One of the more interesting aspects of World Championship Poker is that it keeps track of your winnings in both the offline and online modes. In that regard, the whole game lets you embark on one big poker career. Some tournaments in the offline mode are locked until you beat lesser tournaments or reach a certain money level. The same is true of tourneys in the online mode as well. You can even create your own custom character–from more than 100 different body variables and clothing options–to represent you in the game.

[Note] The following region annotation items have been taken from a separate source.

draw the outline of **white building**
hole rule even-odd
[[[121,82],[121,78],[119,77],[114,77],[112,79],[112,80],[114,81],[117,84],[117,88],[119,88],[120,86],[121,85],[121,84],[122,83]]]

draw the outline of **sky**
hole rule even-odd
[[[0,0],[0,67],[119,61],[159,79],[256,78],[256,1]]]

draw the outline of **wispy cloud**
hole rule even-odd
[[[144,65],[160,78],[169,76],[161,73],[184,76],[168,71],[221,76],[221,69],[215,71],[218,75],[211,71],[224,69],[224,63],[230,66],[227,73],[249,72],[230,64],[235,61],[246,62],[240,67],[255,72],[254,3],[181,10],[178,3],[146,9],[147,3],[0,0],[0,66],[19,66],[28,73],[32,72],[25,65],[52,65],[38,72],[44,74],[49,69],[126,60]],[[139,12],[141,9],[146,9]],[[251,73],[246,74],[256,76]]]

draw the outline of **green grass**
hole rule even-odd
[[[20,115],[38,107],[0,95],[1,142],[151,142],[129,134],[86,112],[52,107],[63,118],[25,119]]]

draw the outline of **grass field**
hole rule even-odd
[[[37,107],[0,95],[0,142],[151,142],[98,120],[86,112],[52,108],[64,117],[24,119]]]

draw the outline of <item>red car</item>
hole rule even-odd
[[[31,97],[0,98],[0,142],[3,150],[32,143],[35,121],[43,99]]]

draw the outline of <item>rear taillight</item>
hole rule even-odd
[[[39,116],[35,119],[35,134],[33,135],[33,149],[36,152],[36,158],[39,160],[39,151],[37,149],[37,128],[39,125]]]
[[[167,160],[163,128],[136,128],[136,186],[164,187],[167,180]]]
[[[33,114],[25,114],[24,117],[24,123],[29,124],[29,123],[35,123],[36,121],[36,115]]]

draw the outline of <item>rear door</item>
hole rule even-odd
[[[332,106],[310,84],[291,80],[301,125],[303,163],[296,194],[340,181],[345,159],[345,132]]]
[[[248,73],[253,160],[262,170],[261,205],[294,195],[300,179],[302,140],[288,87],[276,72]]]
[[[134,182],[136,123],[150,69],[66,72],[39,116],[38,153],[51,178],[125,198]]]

Play against the CPU is good. Usually, you'll find yourself seated at a table against seven computer-controlled opponents. The computer does a very decent job of bluffing and inducing check-raise situations, especially in higher-level tournaments. The poker gurus say most people should fold at least 70% of the hands they're dealt, and that sure seems to happen here. When it's your turn, you can cycle through your play options (check, fold, bet, raise, etc.) by pressing left and right on the analog stick and make selections using the x button. In most cases, the appropriate choice is already selected, so all you need to do is pick it. The game automatically raises antes, blinds, and minimums after every so-many hands, and has no problem dealing with side pots that arise from "all in" situations. In tournaments, empty spots at the table are automatically filled when players are eliminated.

A particularly user-friendly feature is the save interface, which you can access from the pause menu at any time during an offline game. If mom, or honey, or boss, or whoever calls you away, you can always save and return right where you left off–even in the middle of a hand.

If you've already clicked and had a look at the screenshots we have of the game (and I suggest you do so, eventually), then you already know where the corners were cut to make this game come in on a budget that'd enable the publisher to sell it for $20. What you see in those images really is what you get. The venues are dull and the characters look like average Joes and Janes, all rendered using 3D polygons, but not in the flashy way you've come to expect from 3D games. Likewise, World Championship Poker hasn't been dolled up with TV logos or cutaways in an effort to help it resemble one of those big budget broadcasts you've seen on ESPN, Bravo, or the Travel Channel. The developers did at least copycat the "odds of winning" percentage display that TV tourneys show next to hands during heads-up situations.

Another thing I appreciate about the game's graphics is that CPU players actually exhibit distinctive facial mannerisms, just like real players do, which you can use to figure out their play patterns or guess their cards. For instance, if Brandi scratches her ear after making a large bet, that means she's bluffing. Being able to look at players' faces and figure out their mannerisms is a huge aspect of poker, and I was so happy to discover that the developers implemented that aspect here.

The audio is also mostly lacking in frills. Players give the dealer the usual set of "check," "fold," "raise", or "all in" commands, but don't say much more than that except for a few choice whines and hoorays that they utter when they win or lose a hand. An invisible commentator backs up the onscreen action by calling out the various checks, bets, and raises, and he'll throw-in an anecdote or two (usually about folding at the right time), but his vocabulary seems to be limited to about 30 phrases or so.

Ultimately, World Championship Poker fulfills my needs. For $20, I can play my favorite poker variations against decently-skilled CPU opponents or go online and play against live opponents (and actually see them if they're using an EyeToy camera). I wish the presentation were more exciting, particularly the graphics, which could possibly put poker newbies to sleep before the first hand is over, but the game makes up for that shortcoming (somewhat) thanks to its deep selection of poker variants and tournaments.